The Imider’s adults residents signed a petition against the contents of the “placebo protocol» of Tinghir: were collected more than 1967 signatures. This is the synthesis of the petition:
- Review of concepts “rehabilitation” and “contribution” by setting or specifying time limits, amounts or percentages of contributions and partners;
- Treatment of judicial file and land occupying by SMI which they never been discussed during the 15 meetings of dialogue;
- Discussion about the way in which compensate people disadvantaged by the activities of the silver mine;
- Lack of a clear formula for the mine able to regulate the use of water resources, both in terms of the well “Targuit” and the drilling of “Tidsa”;
- The Mining company didn’t want to give to unemployed people of the Municipality the opportunity to enter the mine with a simple job and cover part of their families’ needs;
- Lack of some items that had been proposed in previous dialogue.
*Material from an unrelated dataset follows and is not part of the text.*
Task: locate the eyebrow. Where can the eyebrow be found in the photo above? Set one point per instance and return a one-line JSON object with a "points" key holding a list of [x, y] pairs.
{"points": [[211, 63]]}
Afterwards, we have repeatedly reiterated that we all believe in the justice of our cause and in the legitimacy of our claims, pointing out that any attempt to elude our demands is a waste of time and effort and also a complication of the situation. Therefore, we have continued the peaceful struggle to achieve our rights, condemning all the threats against us and the attempts to discredit our image.
We’ve always invited representatives of the company in a wise and responsible behavior and to return to the negotiating table to continue the dialogue, seeking together a solution able to satisfy all the sides, including the public interest, and to preserve the rights of the local population.
During these years the Movement on the Road ’96 has continued the permanent sit-in on the occupied top of Albban Mount, has led the General Assemblies (Agraw) and the periodic peaceful demonstrations in order to express our desire and our willingness to change from in unsustainable life situation. The silver mine is poisoning our lifestyle and our existence, it threatens our survival and our land through water and air pollution, through disease and repression of our demands with the silence and the constant intimidations by the authorities.
At the same time, the policies of marginalization and exclusion still continue without change and more and more aggressive and negligent against the protesters of the Movement, in an attempt to break the spirit of struggle and the continuity of the sit-in.
We’re still fighting… and we will never give up.